She makes it clearer for us, after hearing and studying all these stories that
no one rides for free. Everyone you meet has a heartbreaking, sad,
gut wrenching story to tell. No matter if you are the little rich kid from San Diego, CA
or the poor kid in New Haven, CT. There is no free ride.
We all have a story to tell that would break your heart.

I have to say, since moving to CT, I have learned this.
This is one of the richer states in the union and yet it has some of the most blatant
systemic racism, eye opening poverty and some of the saddest stories I have
ever heard from both the rich and the poor. We all have our stories and at the heart
of those stories is our own basic human needs that we are all trying to meet.
The psychologist Glasser in his theory named them as

One of the things that surprises me is just how often we see other people as perfect
or even see them as having little or no problems when in reality, that isn’t the case.
We are all walking around with our own baggage.  The weight and size of the baggage
varies from person to person as one would expect. It doesn’t change the fact, everyone’s
got something they carry with them.  We all have our stories.
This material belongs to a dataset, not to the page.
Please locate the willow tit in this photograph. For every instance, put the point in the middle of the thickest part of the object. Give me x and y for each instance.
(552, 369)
Another surprise I find are those who claim to have no story, no baggage and are
quick to tell other what they think is other people’s baggage.
I once experienced a women who could easily paint you a picture of her life being
perfect and explain to you all the things wrong with your life.
Funny enough, that isn’t what I saw when I saw her.  I mostly saw a lonely person,
scared and fighting to own anyone’s story but her own.
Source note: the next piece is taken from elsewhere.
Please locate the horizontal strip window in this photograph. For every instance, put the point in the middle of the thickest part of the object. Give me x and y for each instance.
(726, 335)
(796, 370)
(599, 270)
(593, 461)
I have learned from a few years of doing NVC, conflict management, and mediation
work that not all of us own up to our stories. Brene Brown has certainly given me words
to describe something I have seen for many years listening to people’s “Sides”
of the stories. I notice they want to own the story they believe will pull you to their
side rather than the story that is really their’s.  This of course doesn’t happen all the time
and still, it does happen often enough for me to think to myself, “Stop telling me what
you think I want to hear, and tell me the story that is really your’s”
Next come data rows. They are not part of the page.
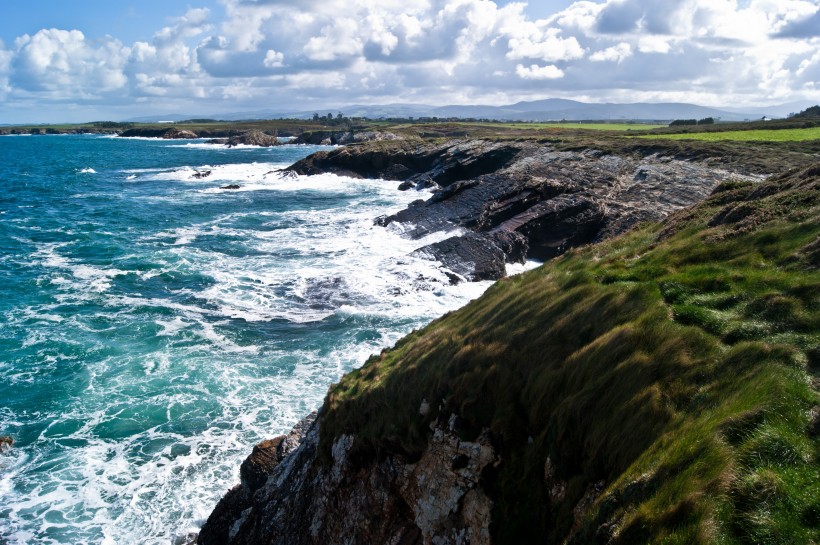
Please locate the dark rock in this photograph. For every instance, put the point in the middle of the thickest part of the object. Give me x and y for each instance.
(177, 134)
(256, 468)
(166, 132)
(357, 498)
(232, 511)
(471, 256)
(254, 138)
I have been thinking, like everyone does at this time of year, about my new year,
2011 and what I want for me as a person.   I guess every year for the past decade
I have picked things about who I am and who I want to be and tried to work on them.
I think in this coming year, I want to work on really owning my story and as Brene Brown
says, “living life wholeheartedly” and authentically as I can. I think this mean not saying yes
to things I don’t really want to do. It means not worrying about being perfect,
looking perfect, saying perfect things or worrying if I am good enough.
This also means caring less about what people “think” of me, especially those who
don’t really know me, which I add is many people.

I plan to make the next year another one of those years where I continue to grow.
I have spent the past few years working on being compassionate to others, even if I
don’t like them. I worked on being patient, being empathetic, being mindful.
This year I would like to start advocating that same compassion in how i treat myself.
I plan on owning my story and being content with it.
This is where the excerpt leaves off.